How to ruin a potential cult film. Take a super hit regional film. Copy it word by word, scene by scene. Put dollops of Bollywood commercial elements in it. Completely misinterpret each and every point of the original script and just do a token service to some burning issues of the society. Pretend to make a satire but end up making a mockery of a brilliant film.

That summarizes actor-director Satish Kaushik's latest 'Gang Of Ghosts'. An official remake of Bengali hit 'Bhooter Bhabishyat' which was directed by Anik Dutta, the horror comedy features an ensemble cast, including Parambrata Chatterjee who was part of the original film as well and still falters at every step making the entire film an ordeal to watch.

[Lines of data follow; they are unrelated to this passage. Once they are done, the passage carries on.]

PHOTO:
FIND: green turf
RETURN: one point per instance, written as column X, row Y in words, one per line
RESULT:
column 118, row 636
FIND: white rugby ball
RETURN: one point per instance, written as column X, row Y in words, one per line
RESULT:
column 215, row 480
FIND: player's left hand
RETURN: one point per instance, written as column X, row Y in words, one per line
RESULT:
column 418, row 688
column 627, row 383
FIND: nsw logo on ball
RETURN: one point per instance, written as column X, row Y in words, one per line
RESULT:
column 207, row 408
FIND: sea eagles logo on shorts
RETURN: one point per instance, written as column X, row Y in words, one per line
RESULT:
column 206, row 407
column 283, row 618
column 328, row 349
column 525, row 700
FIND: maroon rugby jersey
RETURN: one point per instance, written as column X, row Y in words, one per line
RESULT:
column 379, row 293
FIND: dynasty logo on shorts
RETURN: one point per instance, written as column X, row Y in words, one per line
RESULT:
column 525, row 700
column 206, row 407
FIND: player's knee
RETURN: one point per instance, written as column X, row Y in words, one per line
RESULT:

The story is that of a group of ghosts battling the growing urbanization of Mumbai city and trying to save the mansion they inhabit (which the humans call a 'haunted house') from getting demolished to construct a giant mall. With a premise such wacky as this, the original film had infused humour from different eras and made a film which can be viewed repeatedly. But that's not the case with the Hindi remake. It takes the same characters, makes them stereotypically Bollywood, infuses some toilet humour which hardly makes you laugh and ends up making a caricature of all the characters.

What is more baffling is that if the makers copy from the original scene by scene, how does it end up becoming such a poor remake? Kaushik clearly misses out a lot of the humour which in the Bengali film, was region specific. When that's translated and transported to Mumbai, it is absolutely lost. It also sticks to a lot of stereotypes. The girls (Mahie Gill and new comer Meera Chopra) have to show skin, the Bengali (played by Saurabh Shukla) has to speak atrocious Hindi, there has to be a girl-boy dance routine and there has to be an item queen dancing to Punjabi rap. And all of these factors sink the film to the deepest level.

The only good scenes are between Parambrata Chattopadhyay (who reprises his role in the remake) and Sharman Joshi, who plays the narrator. But Joshi is not even close to Sabyasachi Chakraborty, who played the sublime Naxal leader and narrator in the original. Anupam Kher tries hard to salvage the situation with his acting but poor lines and lack of proper direction mars his performance on many levels.

'Gang Of Ghosts' is a typical example of how some films should remain untouched and not be remade because it loses its authentic flavour. Go watch the original film in Bengali instead- it comes with English sub titles and even those translated lines are better than the dialogues of this remake.